C’est pourquoi aussi cette demande est la première de toutes. Car la gloire de Dieu est de toutes les offrandes que nous puissions lui faire la première, la dernière et la plus grande. Dieu ne nous en demande pas d’autres. Et qu’aurions-nous d’ailleurs à lui donner ? Tous les autres biens, il nous les départit, ne se réservant que l’honneur, afin que nous reconnaissions et attestions par toute notre vie, par ce que nous faisons et par ce que nous souffrons, qu’à Dieu seul appartiennent toutes choses, et qu’ainsi s’accomplissent en nous ces paroles du psalmiste : Son œuvre n’est que majesté et magnificence, et sa justice demeure à perpétuité (Psa.3.3). Heureux l’homme en qui Dieu habite ! Ses jours se passent à célébrer la grandeur et les merveilles du Tout-Puissant ! Ses œuvres ne sont plus qu’une hymne de louange chantée à son honneur. Uniquement préoccupé de la gloire de son Créateur, il souffre sans peine qu’on le méprise et qu’on le calomnie. Bien plus, il applaudit aux discours de ses détracteurs, et si personne n’est là pour l’outrager, il fait fi de lui-même, et repousse avec énergie toute espèce d’encens et d’honneurs. Il est juste dans toute la force du terme. Car il rend à chacun ce qui lui appartient : à Dieu la gloire, la majesté, l’omnipotence ; à soi-même le néant, la honte et la confusion. Voilà la vraie justice, non celle qui ne reluit qu’aux yeux des hommes, comme les lampes des vierges folles, ou comme la piété des saints d’apparat ; mais celle qui plaît à Dieu et qui, par cette raison, demeure à perpétuité. Vous devez comprendre actuellement, par tout ce qui a précédé, que cette demande est dirigée contre le détestable orgueil, lequel est véritablement le nerf, la vie et l’âme de tout péché. Car de même que là où règne l’orgueil il n’y a point de vertu, ou du moins nulle vertu de bon aloi, de même où l’orgueil est tué, tout péché meurt, ou du moins tout péché perd la puissance de nuire. Il en est du péché comme du serpent dont toute la vie réside dans la tête.
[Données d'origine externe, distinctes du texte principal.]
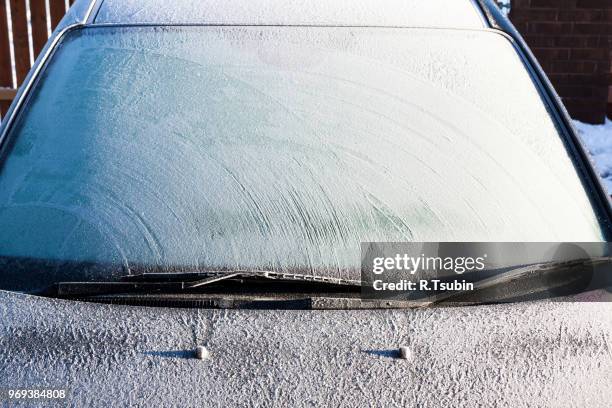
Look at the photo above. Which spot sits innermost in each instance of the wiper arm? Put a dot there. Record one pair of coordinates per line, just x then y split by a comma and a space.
523, 273
198, 279
242, 281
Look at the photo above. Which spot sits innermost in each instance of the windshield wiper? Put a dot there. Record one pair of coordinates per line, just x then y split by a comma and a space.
565, 276
207, 281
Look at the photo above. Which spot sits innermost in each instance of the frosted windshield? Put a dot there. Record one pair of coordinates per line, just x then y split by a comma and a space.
282, 148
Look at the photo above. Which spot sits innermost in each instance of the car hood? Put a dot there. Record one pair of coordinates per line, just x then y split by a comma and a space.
529, 354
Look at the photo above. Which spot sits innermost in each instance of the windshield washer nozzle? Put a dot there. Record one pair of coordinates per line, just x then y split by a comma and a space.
202, 353
405, 353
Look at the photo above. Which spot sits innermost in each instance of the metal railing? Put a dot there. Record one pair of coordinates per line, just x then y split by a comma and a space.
25, 26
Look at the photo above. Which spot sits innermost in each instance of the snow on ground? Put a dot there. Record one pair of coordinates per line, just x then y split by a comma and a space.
598, 141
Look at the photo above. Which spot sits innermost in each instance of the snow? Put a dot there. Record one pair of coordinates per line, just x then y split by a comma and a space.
415, 13
598, 141
515, 355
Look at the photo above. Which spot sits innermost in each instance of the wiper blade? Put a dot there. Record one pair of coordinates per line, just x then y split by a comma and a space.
198, 279
522, 273
241, 281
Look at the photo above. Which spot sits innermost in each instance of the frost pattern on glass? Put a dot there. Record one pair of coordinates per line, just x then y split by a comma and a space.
410, 13
283, 148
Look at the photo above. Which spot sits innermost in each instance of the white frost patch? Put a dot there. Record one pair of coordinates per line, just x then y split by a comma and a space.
598, 141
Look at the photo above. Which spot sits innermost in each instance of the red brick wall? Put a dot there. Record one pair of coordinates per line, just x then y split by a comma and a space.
572, 40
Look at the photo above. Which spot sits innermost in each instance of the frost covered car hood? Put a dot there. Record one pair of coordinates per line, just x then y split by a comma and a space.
532, 354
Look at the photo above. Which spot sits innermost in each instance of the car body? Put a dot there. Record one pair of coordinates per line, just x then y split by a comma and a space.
539, 353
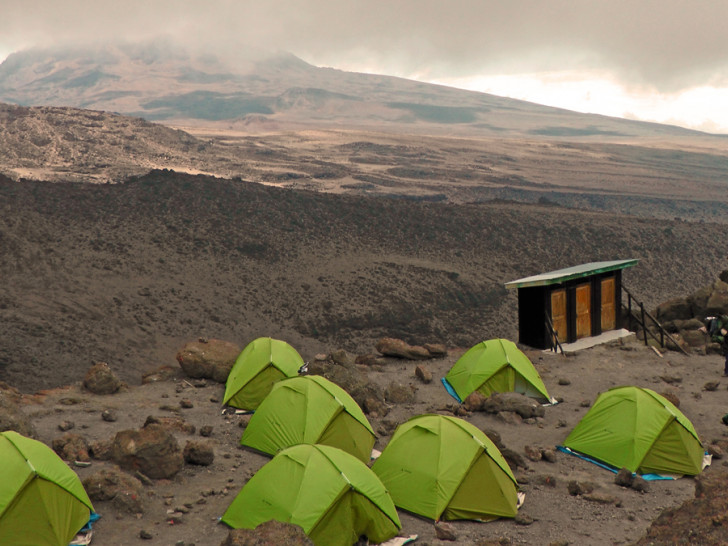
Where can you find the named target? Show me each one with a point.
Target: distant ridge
(160, 81)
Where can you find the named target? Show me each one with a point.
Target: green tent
(332, 495)
(42, 501)
(496, 365)
(309, 410)
(262, 363)
(636, 428)
(442, 467)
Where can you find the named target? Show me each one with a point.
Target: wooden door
(609, 311)
(558, 313)
(583, 310)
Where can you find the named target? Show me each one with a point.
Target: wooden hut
(575, 302)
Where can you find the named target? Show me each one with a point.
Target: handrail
(553, 335)
(643, 322)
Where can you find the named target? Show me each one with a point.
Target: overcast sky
(658, 60)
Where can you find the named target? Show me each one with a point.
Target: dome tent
(636, 428)
(331, 495)
(42, 501)
(496, 365)
(263, 362)
(442, 467)
(309, 410)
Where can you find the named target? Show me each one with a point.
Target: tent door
(583, 310)
(609, 314)
(558, 313)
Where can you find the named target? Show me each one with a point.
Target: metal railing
(640, 315)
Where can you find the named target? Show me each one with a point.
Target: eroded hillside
(125, 273)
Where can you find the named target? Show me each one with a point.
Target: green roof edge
(575, 272)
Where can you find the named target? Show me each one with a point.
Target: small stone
(549, 455)
(474, 401)
(66, 425)
(445, 531)
(711, 386)
(533, 453)
(423, 374)
(639, 484)
(624, 477)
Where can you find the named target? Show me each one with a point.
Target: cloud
(661, 45)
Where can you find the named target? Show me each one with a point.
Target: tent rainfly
(442, 467)
(496, 365)
(331, 495)
(42, 501)
(262, 363)
(636, 428)
(309, 410)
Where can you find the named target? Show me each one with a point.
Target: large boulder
(208, 358)
(152, 450)
(100, 379)
(126, 492)
(199, 453)
(71, 447)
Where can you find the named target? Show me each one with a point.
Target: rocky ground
(183, 508)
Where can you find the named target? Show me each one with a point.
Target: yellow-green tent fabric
(309, 409)
(42, 501)
(442, 467)
(636, 428)
(262, 363)
(331, 495)
(496, 365)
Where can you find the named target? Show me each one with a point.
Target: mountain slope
(160, 81)
(128, 272)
Ecrasez la tête du reptile, et vous l’aurez mis hors d’état de faire aucun mal à personne. Ecrasez l’orgueil, et le péché aura perdu tout son venin ; je dirai même que loin d’être un obstacle à votre sanctification, il ne pourra plus désormais que vous aiguillonner à la lutte. C’est pourquoi, comme il n’y a personne qui soit exempt d’orgueil, de présomption et de propre justice, que chacun s’applique cette prière, et qu’il l’adresse à Dieu journellement avec ferveur et dévotion.